El viento arrastra las nubes a la selva, el agua cesó. Ya no veo casas, los árboles son remplazados por otros, manchas verdes que ponen límite al río. El niño se voltea, me mira desde sus ojos negros. La carpa me deja ver su nariz —chata, redonda, pequeña—, suspira y susurra la pregunta:
—¿Ya casi llegamos?
—No, acabamos de salir.
Carmen Emilia tiene los ojos cerrados. No sé si reza o duerme. ¿Puede un adulto dormir con este ruido?: viento, palabras cortadas, el agua contra la madera y la conductora cantando a los gritos —desafinada, con los ojos cerrados— una canción de una tal cachaloba quitamaridos.
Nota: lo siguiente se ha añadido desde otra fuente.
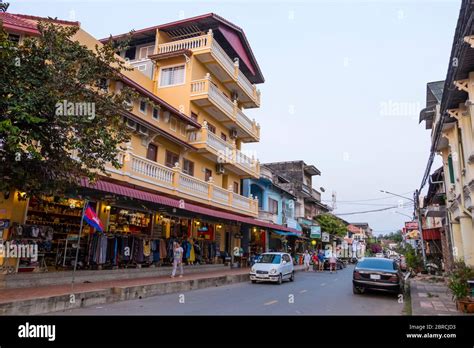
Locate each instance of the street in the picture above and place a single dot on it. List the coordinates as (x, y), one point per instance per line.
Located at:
(312, 293)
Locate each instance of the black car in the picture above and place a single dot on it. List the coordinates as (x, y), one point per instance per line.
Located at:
(378, 274)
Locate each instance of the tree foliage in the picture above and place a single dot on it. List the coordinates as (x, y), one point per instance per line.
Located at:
(36, 141)
(331, 224)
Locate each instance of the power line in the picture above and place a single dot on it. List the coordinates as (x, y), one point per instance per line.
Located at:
(367, 211)
(366, 200)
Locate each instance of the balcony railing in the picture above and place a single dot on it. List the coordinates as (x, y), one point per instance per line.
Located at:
(225, 151)
(205, 88)
(207, 43)
(173, 179)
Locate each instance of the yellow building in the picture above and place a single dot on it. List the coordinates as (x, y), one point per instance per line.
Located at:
(449, 115)
(181, 172)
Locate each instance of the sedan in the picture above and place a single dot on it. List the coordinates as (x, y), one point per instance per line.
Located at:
(377, 274)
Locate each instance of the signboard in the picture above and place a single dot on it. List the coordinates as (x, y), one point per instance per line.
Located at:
(325, 237)
(315, 232)
(411, 225)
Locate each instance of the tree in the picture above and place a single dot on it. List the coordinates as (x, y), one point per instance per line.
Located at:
(53, 104)
(331, 224)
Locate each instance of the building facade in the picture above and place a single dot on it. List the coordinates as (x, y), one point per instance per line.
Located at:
(449, 116)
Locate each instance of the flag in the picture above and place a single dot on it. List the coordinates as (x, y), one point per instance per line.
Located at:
(92, 219)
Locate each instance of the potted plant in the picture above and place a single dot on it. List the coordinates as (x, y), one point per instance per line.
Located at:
(459, 286)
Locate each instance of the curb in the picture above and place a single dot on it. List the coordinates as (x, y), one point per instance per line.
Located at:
(59, 303)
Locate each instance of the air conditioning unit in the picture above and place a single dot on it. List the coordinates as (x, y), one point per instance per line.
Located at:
(220, 168)
(131, 124)
(142, 130)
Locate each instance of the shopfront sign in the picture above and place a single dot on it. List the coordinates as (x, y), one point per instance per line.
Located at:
(325, 237)
(315, 232)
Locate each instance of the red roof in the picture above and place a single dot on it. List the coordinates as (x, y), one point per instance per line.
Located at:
(230, 31)
(126, 191)
(27, 24)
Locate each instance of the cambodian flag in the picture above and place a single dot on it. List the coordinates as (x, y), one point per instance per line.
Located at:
(92, 219)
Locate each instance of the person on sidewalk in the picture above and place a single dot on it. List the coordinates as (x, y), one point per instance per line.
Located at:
(306, 260)
(177, 259)
(321, 260)
(332, 262)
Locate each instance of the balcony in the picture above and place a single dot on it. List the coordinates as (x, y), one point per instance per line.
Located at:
(205, 94)
(222, 151)
(172, 181)
(267, 216)
(206, 49)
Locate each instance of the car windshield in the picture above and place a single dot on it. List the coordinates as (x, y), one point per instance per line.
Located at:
(270, 258)
(377, 264)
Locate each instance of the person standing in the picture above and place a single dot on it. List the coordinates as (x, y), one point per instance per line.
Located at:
(306, 260)
(332, 262)
(177, 259)
(321, 260)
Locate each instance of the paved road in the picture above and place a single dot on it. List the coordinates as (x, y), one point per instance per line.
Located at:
(312, 293)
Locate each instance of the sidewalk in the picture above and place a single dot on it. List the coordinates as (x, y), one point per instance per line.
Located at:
(430, 296)
(55, 298)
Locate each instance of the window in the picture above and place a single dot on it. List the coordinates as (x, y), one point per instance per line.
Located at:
(151, 152)
(173, 123)
(156, 114)
(143, 106)
(182, 128)
(188, 167)
(272, 206)
(211, 128)
(146, 51)
(130, 53)
(207, 174)
(172, 76)
(171, 159)
(236, 187)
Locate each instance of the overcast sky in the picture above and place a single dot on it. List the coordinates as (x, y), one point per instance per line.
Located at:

Le quito la carpa al niño, la doblo a la mitad y la extiendo frente a nuestra silla. Sin nubes, el sol cae sobre nosotros, secándonos la ropa. El olor del chaleco y de mi cuerpo se unifica: huelo a perro mojado y el niño también. A él no le importa, está concentrado mirando a Carmen Emilia. Mueve las manos frente a ella para comprobar si duerme o finge, así como él cuando recibimos visita en casa. La señora ni se mosquea.
El río duerme, navegamos encima de un tigre que en cualquier momento puede tragarme entera, a mí y al niño. ¿Cuántas veces pinté de niña este río en mis dibujos? Repetí hasta el cansancio que era uno de los más caudalosos del mundo. Qué orgullosa me sentía de él. Profundo, importante, peligroso. Cada época de lluvia en la cabecera o en el pueblo hacía que se metiera a las cocinas, inundara la escuela. No hubo semana en la que una niña no fuera a clase con los zapatos húmedos. Las monjas se daban cuenta y nos obligaban a quitarnos los zapatos y entregárselos. Los ponían a secar detrás de las neveras de la cafetería de la escuela, donde guardaban las gaseosas. Cuando llegábamos a casa, las mamás nos regañaban por las medias sucias.
El niño se duerme y Carmen Emilia despierta. Abre la boca como una osa, estira las manos, se peina. Saca un banano de su bolso y me ofrece otro.
—¿Cuántos años tiene?
—¿Qué? —pregunto.
—El niño, ¿va dormida o qué? —responde masticando banano.